The API falls back to accepting requests from any origin (`"*"`) while still allowing credentials, which allows malicious websites to make authenticated requests using your users' existing session cookies or HTTP-auth headers against the API.

### Why is allow_credentials=True considered a security risk?

When `allow_credentials=True` is combined with wildcard or overly permissive origin lists, browsers will send cookies, authorization headers, and TLS client certificates with cross-origin requests. This enables attackers to perform actions as authenticated users if they can lure victims to a malicious site.

### How does the middleware order affect CORS security in Open Notebook?

The CORS middleware is added last in [`api/main.py`](https://github.com/lfnovo/open-notebook/blob/main/api/main.py), making it the outermost layer in the processing stack.

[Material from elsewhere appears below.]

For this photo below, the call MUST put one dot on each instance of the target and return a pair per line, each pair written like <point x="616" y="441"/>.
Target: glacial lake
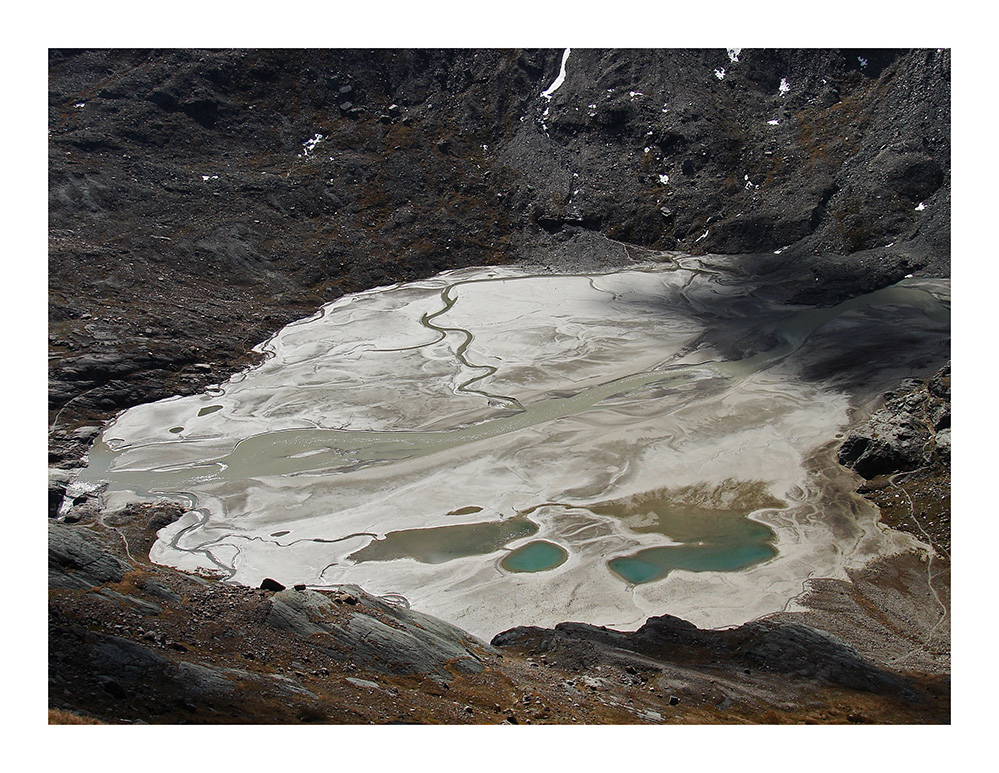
<point x="505" y="448"/>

This ensures CORS headers are added to the response before authentication middleware runs, preventing browsers from blocking error responses due to missing CORS headers on rejected requests.

### Where is the CORS configuration parsed in the Open Notebook source code?

The configuration is parsed in `api/main.py#L62-L64` using `os.getenv("CORS_ORIGINS")` and the `_parse_cors_origins()` helper function, with the resulting `CORS_ALLOWED_ORIGINS` list passed to the `CORSMiddleware` constructor at `api/main.py#L191`.